No tenemos idea de cuánto vale el otro

No tenemos idea de cuánto vale el otro

No tenemos idea de cuánto que vale el otro. En eso pensé todos estos días mientras caminaba por la calle o leía los diarios. En Buenos Aires, un hombre le pegó a su esposa hasta casi matarla con la beba en brazos que se salvó de milagro. En Córdoba, una mujer mató a dos familiares por diferencias económicas y luego se suicidó. En Villa María, ayer, una cuatro por cuatro casi atropelló a una anciana en mis narices. La mujer había ganado la calle y tenía prioridad. Pero estas palabras, “prioridad”, “anciana”, “mujer”, parecieran no tener ningún valor en la “Ciudad del aprendizaje” (según Unesco); donde esta escena se repite unas cien veces al día. Y hace poco, en un país llamado Argentina, un gobierno decretaba una “devaluación-castigo” contra los pobres que no lo votaban; esos pobres peleándonos entre sí (entre nosotros) como ratones en la caja de experimentos de un científico cruel.

Sea como fuere, no tenemos idea de cuánto que vale el otro. No sabemos el fabuloso milagro de que exista, de que esté al alcance de la mano ese al que llamamos “semejante”. Ese que nació en el mismo país y que habla el mismo idioma que nosotros.
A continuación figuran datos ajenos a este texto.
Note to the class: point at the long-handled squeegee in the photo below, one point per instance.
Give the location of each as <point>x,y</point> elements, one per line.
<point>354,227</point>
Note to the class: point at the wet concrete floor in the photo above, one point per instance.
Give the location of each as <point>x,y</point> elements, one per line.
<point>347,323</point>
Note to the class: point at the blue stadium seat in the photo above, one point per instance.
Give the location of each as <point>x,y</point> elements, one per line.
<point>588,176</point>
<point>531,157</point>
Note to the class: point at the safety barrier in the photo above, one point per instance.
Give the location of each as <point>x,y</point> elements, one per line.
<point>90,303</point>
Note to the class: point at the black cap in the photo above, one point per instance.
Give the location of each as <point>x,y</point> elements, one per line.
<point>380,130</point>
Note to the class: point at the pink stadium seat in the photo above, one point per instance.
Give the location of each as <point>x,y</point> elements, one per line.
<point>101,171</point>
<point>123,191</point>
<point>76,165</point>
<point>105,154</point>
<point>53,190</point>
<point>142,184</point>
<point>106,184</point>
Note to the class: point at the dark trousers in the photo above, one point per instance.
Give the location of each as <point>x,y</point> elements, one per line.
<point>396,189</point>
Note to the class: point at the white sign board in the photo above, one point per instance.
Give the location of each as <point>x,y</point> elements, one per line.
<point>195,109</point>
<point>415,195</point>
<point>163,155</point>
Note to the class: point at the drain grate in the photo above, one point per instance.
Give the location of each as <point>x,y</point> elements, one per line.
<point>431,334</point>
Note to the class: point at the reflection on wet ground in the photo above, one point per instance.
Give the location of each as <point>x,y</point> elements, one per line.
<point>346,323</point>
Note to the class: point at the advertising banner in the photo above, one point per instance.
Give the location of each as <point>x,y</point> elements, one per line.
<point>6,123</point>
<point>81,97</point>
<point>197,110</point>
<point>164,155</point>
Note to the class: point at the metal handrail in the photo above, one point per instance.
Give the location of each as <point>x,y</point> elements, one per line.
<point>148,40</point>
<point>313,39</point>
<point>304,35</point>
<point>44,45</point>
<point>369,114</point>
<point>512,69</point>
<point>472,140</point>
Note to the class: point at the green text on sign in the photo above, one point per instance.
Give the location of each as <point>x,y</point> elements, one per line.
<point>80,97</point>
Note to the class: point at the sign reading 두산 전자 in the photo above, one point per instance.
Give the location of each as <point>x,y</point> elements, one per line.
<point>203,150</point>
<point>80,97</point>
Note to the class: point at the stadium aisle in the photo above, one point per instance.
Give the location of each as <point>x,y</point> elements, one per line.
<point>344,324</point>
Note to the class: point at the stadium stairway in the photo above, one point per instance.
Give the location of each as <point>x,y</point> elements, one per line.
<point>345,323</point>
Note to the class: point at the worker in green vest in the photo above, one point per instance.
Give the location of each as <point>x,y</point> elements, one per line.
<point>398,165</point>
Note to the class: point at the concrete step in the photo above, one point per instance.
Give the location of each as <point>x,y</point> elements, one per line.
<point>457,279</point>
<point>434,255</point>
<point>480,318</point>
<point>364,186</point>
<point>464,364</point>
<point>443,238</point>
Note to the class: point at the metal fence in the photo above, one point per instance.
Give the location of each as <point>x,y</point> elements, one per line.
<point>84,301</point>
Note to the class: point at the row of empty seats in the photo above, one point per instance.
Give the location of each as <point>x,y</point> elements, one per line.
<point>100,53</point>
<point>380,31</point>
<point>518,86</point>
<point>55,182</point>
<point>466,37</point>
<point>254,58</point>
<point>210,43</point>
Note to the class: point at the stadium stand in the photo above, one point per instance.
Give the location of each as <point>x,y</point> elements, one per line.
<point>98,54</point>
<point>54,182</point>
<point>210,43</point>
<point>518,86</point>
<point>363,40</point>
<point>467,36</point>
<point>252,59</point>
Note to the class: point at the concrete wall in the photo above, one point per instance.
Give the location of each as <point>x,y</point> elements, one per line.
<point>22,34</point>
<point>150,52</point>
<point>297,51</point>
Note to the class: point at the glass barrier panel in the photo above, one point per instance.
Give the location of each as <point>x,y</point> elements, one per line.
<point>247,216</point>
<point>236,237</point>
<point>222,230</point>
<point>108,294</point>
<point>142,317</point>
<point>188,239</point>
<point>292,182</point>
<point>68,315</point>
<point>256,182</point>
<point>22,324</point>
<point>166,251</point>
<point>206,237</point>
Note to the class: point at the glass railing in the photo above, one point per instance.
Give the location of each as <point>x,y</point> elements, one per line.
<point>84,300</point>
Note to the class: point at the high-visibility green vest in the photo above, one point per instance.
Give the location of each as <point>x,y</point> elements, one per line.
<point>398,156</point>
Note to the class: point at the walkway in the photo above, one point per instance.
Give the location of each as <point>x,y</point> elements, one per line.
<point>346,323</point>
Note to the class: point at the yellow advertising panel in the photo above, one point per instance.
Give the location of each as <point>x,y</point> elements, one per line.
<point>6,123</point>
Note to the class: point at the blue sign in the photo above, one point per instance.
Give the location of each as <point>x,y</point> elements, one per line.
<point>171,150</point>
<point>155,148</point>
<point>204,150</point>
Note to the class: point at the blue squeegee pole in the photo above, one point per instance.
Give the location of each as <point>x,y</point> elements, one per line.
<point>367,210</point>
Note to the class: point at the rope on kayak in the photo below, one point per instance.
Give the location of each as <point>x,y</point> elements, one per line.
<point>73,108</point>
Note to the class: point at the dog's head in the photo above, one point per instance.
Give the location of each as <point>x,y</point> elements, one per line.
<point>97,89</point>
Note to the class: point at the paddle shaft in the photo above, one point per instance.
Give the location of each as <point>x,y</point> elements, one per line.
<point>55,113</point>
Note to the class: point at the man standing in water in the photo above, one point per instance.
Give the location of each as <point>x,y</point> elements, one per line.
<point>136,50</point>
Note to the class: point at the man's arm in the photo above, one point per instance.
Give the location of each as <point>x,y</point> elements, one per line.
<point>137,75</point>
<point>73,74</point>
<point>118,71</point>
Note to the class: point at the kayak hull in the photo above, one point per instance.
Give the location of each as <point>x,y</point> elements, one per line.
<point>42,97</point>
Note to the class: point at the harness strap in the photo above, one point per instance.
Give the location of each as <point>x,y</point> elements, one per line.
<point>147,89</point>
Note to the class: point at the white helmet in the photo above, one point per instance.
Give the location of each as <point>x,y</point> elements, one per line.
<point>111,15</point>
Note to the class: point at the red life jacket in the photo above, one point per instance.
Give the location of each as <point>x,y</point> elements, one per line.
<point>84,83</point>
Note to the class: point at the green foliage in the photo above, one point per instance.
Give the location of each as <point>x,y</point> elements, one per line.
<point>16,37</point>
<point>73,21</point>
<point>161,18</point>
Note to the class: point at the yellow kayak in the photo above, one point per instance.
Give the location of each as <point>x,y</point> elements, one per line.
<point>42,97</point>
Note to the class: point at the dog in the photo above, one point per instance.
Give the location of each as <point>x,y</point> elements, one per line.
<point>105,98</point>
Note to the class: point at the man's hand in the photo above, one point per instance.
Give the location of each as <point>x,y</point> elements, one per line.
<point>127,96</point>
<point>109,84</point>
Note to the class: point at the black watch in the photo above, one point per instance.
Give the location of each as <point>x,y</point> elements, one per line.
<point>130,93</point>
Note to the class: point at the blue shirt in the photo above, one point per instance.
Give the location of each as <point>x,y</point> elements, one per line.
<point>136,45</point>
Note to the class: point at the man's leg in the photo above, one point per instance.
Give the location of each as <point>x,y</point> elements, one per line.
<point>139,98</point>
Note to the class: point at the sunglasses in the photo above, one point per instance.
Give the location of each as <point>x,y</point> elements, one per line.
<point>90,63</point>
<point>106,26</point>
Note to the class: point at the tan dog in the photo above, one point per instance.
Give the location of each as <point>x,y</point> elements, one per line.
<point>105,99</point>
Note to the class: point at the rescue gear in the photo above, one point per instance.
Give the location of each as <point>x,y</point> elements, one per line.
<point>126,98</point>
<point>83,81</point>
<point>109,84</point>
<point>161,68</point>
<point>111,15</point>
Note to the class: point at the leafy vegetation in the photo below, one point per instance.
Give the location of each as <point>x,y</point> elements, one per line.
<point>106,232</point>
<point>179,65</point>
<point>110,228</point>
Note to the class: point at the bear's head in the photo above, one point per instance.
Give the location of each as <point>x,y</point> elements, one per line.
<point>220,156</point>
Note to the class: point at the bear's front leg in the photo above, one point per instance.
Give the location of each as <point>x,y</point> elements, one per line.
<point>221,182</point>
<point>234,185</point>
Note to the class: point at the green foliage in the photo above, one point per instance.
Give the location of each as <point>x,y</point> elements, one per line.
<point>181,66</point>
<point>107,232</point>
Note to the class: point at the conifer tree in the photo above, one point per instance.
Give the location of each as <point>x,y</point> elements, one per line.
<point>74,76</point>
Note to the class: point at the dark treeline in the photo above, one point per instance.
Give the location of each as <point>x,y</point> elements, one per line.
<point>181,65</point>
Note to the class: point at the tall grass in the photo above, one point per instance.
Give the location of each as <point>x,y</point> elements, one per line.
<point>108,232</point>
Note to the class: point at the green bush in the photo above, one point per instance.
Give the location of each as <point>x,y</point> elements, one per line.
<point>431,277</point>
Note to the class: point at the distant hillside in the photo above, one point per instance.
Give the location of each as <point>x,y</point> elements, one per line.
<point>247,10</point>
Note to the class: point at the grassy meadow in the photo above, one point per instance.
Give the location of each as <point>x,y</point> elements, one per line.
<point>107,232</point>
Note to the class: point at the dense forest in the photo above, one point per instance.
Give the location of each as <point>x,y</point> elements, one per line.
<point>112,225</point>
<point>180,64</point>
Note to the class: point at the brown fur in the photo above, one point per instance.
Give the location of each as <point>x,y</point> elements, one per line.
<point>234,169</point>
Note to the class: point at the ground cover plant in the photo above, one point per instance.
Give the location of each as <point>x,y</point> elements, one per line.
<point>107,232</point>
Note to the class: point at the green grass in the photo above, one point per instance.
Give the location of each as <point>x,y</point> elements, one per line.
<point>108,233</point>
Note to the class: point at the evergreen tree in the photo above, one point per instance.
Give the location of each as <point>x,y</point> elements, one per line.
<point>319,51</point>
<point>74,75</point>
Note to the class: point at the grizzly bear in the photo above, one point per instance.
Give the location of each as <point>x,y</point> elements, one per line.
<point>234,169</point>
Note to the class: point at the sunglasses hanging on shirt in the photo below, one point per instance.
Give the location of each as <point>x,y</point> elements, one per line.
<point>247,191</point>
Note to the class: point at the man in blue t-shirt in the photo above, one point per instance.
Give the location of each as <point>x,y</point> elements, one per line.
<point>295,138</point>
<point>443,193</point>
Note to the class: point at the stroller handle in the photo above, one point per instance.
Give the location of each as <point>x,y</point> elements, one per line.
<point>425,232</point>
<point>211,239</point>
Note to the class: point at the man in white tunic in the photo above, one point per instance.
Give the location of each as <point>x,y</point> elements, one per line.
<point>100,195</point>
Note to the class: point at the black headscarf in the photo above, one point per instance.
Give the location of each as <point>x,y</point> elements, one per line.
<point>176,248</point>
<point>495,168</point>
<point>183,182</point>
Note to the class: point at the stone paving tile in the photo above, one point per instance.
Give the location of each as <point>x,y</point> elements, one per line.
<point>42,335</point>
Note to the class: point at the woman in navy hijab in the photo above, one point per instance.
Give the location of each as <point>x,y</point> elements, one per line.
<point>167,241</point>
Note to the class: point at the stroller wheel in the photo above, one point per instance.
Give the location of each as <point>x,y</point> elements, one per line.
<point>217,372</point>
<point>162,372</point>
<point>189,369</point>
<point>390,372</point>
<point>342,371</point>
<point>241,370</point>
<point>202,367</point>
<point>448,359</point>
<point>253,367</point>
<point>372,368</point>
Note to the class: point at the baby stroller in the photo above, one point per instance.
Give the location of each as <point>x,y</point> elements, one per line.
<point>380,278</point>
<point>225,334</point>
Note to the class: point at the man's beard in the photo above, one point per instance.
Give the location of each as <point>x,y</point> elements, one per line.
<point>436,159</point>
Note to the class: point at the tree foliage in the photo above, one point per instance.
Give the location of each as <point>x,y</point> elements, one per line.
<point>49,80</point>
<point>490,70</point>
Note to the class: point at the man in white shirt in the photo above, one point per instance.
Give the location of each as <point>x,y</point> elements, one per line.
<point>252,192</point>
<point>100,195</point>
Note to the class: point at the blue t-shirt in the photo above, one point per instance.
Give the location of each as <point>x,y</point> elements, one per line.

Si estuviéramos perdidos en Finlandia, por ejemplo, cuánto que valdría haber encontrado a ese “otro” que casi atropellamos o que le robamos veinte pesos en la balanza. No sabemos que ese otro podría socorrernos si estuviéramos en un apuro o tras un accidente, como ese muchacho que ayer vi salvar a un animalito que se incendiaba en el Amazonas.

No. No somos conscientes de cuánto que vale el otro. Que ese que pasa en la otra vereda podría donarnos su sangre si la necesitáramos. Que su compatibilidad con nosotros es casi total, incluso mucho más allá de nuestro grupo sanguíneo. Que podría ser la madre de nuestro hijo, el padre de nuestra hija o esa persona que nos salve con un consejo a tiempo.

Siempre pensé en aquella famosa de Rimbaud que decía “yo, es otro”. Claro; eso fue escrito en clave francesa del siglo diecinueve en donde el poeta rompía su personalidad para volverse un “vidente” y salirse incluso fuera de sí. Pero yo pienso en clave argentina del siglo 21 y me doy cuenta que ya no hay que seguir rompiendo, que lo que necesitamos es lo contrario. Rearmar nuestra personalidad y volvernos dentro de nosotros. Que mejor sería decir “yo, son los otros”.

Si sólo pudiéramos ver aunque más no fuese algunas pocas veces al día al “otro” como nos vemos a “nosotros”, pienso que algo empezaría a cambiar para siempre. Y eso que los antropólogos llaman “lazos sociales” o “espíritu de los pueblos” empezaría a reforzarse, a mejorarse para siempre.

Vivimos en una barbarie democrática basada en votos. Vivimos en una carnicería cotidiana basada en una “economía de mercado”. Vivimos en una barbarie ontológica donde la alteración sistemática de los estados de conciencia atentan contra nuestra integridad más honda. Y pese a todo, aún no estamos del todo muertos. El sistema de deshumanización perversa no pudo del todo con nosotros. Ni siquiera el álgebra de la necesidad de habernos convertido en ratones mordiéndose en la caja de experimentos ha podido con nosotros. Acaso porque en el fondo hay algo que aún no se ha roto. A pesar de tanto crimen contra el semejante; a pesar de tanta conciencia de sí vuelta “inconsciencia del “no”. A pesar de tanto comprensible “no matarás” convertido en incomprensible “moríte”, hay algo que aún no se ha roto. Algo que viene a decirnos que acaso el gran misterio de la divinidad para que aprendamos a querer, consiste en poner lo mejor de cada uno en ese que pasa en la vereda del frente. Que todo lo que la divinidad quiere que aprendamos no es una inmensa enciclopedia sino el significado de una sola palabra: “prójimo”. Esa que, como cada uno de nosotros, se halla inscripta en el Libro de la Vida.